Source: High school physics (Chinese)
Problem
Two identical batteries are connected in series with a load resistor $R$, forming a single loop. Each battery has EMF $\varepsilon = 2 \text{ V}$ and internal resistance $r = 0.1 \text{ Ω}$. The load resistance is $R = 4.8 \text{ Ω}$. Point $a$ is at the negative terminal of the first battery, and point $b$ is at the junction between the two batteries (the positive terminal of the first battery).
What is the potential difference $U_a - U_b$ between points $a$ and $b$?
A. $1.92 \text{ V}$
B. $2.0 \text{ V}$
C. $-2.0 \text{ V}$
D. $-1.92 \text{ V}$
Total EMF in the loop: $\varepsilon_{\text{tot}} = 2\varepsilon = 4 \text{ V}$.
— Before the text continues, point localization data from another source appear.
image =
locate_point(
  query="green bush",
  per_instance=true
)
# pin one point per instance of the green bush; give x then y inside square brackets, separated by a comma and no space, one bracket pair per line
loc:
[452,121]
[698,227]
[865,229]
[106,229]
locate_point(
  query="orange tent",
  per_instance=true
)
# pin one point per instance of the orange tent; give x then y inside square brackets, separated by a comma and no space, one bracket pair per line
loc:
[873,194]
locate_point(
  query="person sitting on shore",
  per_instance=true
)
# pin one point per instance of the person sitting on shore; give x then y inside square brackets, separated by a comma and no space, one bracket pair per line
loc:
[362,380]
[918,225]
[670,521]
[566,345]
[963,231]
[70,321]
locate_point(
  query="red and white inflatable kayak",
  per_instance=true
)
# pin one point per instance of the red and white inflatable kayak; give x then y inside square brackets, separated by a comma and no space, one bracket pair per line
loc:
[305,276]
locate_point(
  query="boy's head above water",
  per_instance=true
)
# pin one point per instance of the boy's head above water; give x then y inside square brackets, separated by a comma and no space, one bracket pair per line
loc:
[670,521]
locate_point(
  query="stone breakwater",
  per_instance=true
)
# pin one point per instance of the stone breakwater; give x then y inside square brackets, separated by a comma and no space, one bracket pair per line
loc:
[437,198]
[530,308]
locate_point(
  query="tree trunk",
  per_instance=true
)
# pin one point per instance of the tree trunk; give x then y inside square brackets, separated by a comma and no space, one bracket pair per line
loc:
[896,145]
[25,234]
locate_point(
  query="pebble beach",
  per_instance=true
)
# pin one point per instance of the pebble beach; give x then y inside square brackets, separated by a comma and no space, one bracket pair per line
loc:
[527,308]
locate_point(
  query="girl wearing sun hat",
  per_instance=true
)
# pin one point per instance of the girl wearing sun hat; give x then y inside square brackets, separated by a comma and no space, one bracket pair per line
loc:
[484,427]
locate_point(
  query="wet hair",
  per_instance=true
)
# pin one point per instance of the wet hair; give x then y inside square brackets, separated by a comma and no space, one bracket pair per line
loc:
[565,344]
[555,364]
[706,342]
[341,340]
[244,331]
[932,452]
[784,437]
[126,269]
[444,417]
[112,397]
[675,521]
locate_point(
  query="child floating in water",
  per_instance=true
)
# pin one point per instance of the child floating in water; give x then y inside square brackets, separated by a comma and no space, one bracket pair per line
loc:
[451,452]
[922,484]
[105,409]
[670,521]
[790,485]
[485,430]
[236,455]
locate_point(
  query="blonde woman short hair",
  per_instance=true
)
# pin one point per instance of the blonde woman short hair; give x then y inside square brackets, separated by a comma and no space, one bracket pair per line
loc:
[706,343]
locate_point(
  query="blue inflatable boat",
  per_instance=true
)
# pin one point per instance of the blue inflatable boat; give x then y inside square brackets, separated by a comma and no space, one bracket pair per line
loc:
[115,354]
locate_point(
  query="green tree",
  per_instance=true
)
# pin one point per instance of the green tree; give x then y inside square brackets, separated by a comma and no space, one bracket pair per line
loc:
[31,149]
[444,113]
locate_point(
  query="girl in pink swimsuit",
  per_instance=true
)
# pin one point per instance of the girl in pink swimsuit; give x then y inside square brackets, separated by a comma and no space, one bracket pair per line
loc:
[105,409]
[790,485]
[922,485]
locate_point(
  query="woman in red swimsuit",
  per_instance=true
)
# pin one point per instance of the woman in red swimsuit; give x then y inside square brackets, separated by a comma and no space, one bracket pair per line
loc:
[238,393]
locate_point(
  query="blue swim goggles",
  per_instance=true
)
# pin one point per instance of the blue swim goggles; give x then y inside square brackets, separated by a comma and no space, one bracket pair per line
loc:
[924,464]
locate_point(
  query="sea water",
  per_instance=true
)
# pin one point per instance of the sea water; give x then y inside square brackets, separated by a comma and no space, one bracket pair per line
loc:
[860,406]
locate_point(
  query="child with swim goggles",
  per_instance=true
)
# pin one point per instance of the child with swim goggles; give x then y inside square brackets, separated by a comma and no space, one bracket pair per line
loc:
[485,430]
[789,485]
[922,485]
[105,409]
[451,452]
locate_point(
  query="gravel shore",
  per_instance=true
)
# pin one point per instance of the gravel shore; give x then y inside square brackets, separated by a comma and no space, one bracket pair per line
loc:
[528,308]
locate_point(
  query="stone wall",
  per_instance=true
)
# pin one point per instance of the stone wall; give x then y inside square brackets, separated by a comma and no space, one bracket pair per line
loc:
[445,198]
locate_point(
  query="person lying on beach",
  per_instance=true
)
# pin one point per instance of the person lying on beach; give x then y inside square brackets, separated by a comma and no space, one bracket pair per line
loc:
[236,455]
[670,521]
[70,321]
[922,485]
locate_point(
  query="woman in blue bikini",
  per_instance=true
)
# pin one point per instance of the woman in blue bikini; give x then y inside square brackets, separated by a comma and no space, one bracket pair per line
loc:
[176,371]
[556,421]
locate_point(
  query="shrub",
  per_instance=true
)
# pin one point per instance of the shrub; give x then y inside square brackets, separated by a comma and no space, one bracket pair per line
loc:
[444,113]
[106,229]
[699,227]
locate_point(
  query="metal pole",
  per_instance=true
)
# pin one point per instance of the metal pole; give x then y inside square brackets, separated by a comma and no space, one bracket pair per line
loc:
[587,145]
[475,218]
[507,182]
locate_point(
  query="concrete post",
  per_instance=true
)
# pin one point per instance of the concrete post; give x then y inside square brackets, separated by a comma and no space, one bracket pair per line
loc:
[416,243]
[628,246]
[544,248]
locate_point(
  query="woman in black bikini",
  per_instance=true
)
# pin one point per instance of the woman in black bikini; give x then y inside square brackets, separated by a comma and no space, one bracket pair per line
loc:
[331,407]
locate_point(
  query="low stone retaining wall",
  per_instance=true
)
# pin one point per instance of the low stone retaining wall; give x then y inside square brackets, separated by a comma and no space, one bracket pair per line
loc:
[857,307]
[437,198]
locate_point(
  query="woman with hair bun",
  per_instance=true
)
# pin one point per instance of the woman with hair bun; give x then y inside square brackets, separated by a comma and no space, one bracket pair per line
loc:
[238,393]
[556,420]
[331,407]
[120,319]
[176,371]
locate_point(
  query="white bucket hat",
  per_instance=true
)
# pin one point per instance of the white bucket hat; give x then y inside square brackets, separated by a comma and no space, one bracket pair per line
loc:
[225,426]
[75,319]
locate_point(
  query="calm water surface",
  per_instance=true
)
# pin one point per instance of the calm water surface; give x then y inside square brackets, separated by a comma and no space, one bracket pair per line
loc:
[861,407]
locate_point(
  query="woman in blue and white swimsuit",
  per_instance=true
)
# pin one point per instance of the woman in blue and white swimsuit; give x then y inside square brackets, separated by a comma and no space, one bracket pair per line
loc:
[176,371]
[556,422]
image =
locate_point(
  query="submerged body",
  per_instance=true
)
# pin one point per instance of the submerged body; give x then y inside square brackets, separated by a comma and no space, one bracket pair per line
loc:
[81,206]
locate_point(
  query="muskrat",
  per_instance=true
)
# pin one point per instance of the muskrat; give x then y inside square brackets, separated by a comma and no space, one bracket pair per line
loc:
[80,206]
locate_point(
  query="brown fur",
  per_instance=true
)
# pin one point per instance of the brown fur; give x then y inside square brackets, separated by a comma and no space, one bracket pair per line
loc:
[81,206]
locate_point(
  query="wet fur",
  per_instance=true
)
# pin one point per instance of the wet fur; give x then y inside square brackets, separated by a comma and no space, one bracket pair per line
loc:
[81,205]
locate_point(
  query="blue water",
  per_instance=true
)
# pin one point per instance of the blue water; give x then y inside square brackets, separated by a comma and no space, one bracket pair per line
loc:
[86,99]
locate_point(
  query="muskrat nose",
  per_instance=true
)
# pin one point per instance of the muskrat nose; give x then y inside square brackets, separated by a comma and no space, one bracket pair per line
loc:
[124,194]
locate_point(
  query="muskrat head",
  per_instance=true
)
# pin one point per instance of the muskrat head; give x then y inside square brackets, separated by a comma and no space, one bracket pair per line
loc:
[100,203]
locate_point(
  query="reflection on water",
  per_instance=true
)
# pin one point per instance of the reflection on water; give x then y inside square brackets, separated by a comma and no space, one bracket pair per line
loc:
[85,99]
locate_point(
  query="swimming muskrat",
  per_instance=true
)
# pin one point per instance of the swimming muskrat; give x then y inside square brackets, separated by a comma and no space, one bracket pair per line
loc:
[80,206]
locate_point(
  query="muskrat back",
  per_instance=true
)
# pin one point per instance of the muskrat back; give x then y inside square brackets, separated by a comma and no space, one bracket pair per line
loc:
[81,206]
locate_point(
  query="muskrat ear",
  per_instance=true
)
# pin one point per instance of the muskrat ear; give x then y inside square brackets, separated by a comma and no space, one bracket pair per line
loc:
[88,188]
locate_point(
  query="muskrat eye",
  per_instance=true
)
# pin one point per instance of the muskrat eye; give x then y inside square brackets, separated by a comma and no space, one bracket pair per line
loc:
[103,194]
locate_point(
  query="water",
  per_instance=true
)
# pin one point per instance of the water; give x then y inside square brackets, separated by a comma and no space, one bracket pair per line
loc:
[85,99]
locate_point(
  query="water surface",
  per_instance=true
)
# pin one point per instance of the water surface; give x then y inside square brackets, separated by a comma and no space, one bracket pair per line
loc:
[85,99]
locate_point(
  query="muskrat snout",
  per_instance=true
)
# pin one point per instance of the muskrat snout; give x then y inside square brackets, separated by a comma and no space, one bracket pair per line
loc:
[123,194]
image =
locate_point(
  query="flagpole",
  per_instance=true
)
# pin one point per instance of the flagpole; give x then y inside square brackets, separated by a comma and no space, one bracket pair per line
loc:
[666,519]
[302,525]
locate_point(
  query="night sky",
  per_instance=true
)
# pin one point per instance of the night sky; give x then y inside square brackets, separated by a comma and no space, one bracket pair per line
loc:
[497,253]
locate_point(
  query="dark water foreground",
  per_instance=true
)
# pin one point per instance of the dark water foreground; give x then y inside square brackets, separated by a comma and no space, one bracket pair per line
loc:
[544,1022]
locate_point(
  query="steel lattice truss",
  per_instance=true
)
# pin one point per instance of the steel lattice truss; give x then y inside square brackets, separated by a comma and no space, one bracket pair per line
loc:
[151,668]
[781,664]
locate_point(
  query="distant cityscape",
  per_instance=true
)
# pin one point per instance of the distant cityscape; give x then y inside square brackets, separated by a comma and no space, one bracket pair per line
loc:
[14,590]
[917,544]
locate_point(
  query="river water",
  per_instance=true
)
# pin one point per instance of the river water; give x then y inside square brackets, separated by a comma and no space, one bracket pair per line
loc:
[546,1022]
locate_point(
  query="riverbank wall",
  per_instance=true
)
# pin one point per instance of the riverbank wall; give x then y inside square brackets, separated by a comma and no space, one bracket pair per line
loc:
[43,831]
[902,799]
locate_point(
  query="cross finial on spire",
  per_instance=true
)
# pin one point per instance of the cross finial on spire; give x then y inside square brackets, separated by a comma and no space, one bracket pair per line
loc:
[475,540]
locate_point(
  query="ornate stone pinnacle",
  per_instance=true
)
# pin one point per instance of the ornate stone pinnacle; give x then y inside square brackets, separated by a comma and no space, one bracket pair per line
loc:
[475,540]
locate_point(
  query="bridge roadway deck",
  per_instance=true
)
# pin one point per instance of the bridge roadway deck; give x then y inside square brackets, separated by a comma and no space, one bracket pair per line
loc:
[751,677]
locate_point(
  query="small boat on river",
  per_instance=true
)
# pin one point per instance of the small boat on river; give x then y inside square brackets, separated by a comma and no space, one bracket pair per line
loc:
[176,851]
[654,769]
Total resistance: $R_{\text{tot}} = R + 2r = 4.8 + 0.2 = 5.0 \text{ Ω}$.
Loop current: $I = \dfrac{\varepsilon_{\text{tot}}}{R_{\text{tot}}} = \dfrac{4}{5} = 0.8 \text{ A}$.
The terminal voltage of the first battery (during discharge) equals its EMF minus the internal $Ir$ drop:
$$U_b - U_a = \varepsilon - I r = 2 - 0.8 \times 0.1 = 1.92 \text{ V}$$Therefore $U_a - U_b = -1.92 \text{ V}$. Answer: D.